I can barely comprehend the inner world of a spider. Navigating a world in ultraviolet light and using vibration to communicate instead of sound is simply impossible for me to understand.
But Children of Time goes beyond explaining differences in senses. It helped me understand what it’s like to be a spider by telling us the story through the viewpoint of a spider. Their societies are female-dominated, made up of hatchling peer-groups instead of families, and are incredibly violent. The male spiders are something of an underclass in society. Smaller, weaker, and fearful, they typically end up devoured as part of overenthusiastic mating rituals. And our spider protagonists face a great enemy that is powerful on our own planet too: ants.
Despite these challenges, the spiders build a thriving culture. They develop agriculture, writing, art, religion, science, and powerful technology, initially mirroring and later even surpassing human achievements. It’s a civilisation built by and for spiders — foreign and strange, just like their sensory landscape is to us, but grand and wondrous in its own special way.
The humans in Children of Time don’t quite see it like that. They too hate spiders, just as you and I (likely) do today. And so they’re unable to understand the differing needs of spiders and the unique way they experience the world. It ends up being us vs them: a fight for survival. The humans ultimately pit themselves against the spiders, blood flows, and disaster ensues.
I was fortunate enough to pick these two fantastic books up at the same time.

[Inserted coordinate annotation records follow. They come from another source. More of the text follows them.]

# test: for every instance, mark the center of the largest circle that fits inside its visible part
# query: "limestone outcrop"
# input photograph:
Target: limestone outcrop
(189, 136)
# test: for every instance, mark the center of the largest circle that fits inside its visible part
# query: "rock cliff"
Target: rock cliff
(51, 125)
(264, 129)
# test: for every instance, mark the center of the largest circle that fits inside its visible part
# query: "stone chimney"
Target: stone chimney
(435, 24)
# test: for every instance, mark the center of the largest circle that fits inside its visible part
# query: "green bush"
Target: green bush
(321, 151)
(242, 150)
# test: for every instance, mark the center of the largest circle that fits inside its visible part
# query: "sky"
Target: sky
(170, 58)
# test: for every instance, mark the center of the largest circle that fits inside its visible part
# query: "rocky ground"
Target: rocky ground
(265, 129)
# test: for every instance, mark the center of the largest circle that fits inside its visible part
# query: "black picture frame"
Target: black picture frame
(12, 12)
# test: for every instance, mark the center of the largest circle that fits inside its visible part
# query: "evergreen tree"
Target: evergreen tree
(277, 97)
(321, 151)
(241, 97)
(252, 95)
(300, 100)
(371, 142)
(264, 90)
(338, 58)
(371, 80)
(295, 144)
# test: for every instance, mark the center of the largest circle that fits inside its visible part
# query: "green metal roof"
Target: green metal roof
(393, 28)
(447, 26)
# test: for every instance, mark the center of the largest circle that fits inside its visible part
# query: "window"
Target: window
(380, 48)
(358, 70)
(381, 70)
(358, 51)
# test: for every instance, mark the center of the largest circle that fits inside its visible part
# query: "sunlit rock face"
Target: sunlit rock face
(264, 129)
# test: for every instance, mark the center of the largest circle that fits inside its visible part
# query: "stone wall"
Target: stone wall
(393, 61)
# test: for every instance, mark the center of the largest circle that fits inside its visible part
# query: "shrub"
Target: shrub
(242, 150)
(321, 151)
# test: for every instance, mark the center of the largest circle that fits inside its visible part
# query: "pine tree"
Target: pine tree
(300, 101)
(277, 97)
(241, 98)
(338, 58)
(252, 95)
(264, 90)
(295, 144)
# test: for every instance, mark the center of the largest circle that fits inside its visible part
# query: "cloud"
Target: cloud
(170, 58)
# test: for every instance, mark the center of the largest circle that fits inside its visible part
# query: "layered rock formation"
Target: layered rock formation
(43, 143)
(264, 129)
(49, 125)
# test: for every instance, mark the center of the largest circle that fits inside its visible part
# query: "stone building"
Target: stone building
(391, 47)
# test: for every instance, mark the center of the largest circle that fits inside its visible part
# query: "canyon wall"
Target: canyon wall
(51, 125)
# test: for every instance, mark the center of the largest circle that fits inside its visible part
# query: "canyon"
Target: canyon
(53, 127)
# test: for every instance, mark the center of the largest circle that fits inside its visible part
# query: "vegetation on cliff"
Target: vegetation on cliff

My luck revealed their common, important truth: animals are integral to the story of our world, just as we are to theirs. Humans are not fundamentally special or unique; we are simply another part of the intricate tapestry of life, just as every wave is part of the same vast ocean.
My girlfriend’s resident mouse, the spider in my window, and the rat on the street were never my enemy, but fellow artists painting on the canvas of existence.
It’s an immense world, and it’s worth sharing2.
Thank you to Marquita, Jess Sun, MacEagon Voyce, Rebecca Dai, and Vivek Singh for their feedback on earlier drafts.
Shipping sadly causes an immense amount of noise pollution for whales, disrupting senses they’ve relied on for millennia and resulting in many avoidable deaths.
Sharing our world with animals does not mean you must now live as an ascetic in the high mountains. Indeed, I believe you can respect the divinity in all beings whilst also eating meat.
I strongly recommend watching this video of a tribesman hunting a kudu on the savannah. The tribesman is acutely aware of the life he pursues and is grateful for its sacrifice, as we ought to be today to the animals who support us.
While it [the kudu] was alive, he lived and breathed with it, and felt every movement with his own body. And at the moment of death, he shared it’s pain… and he gives thanks for the life that he has taken so that he may sustain the lives of his family.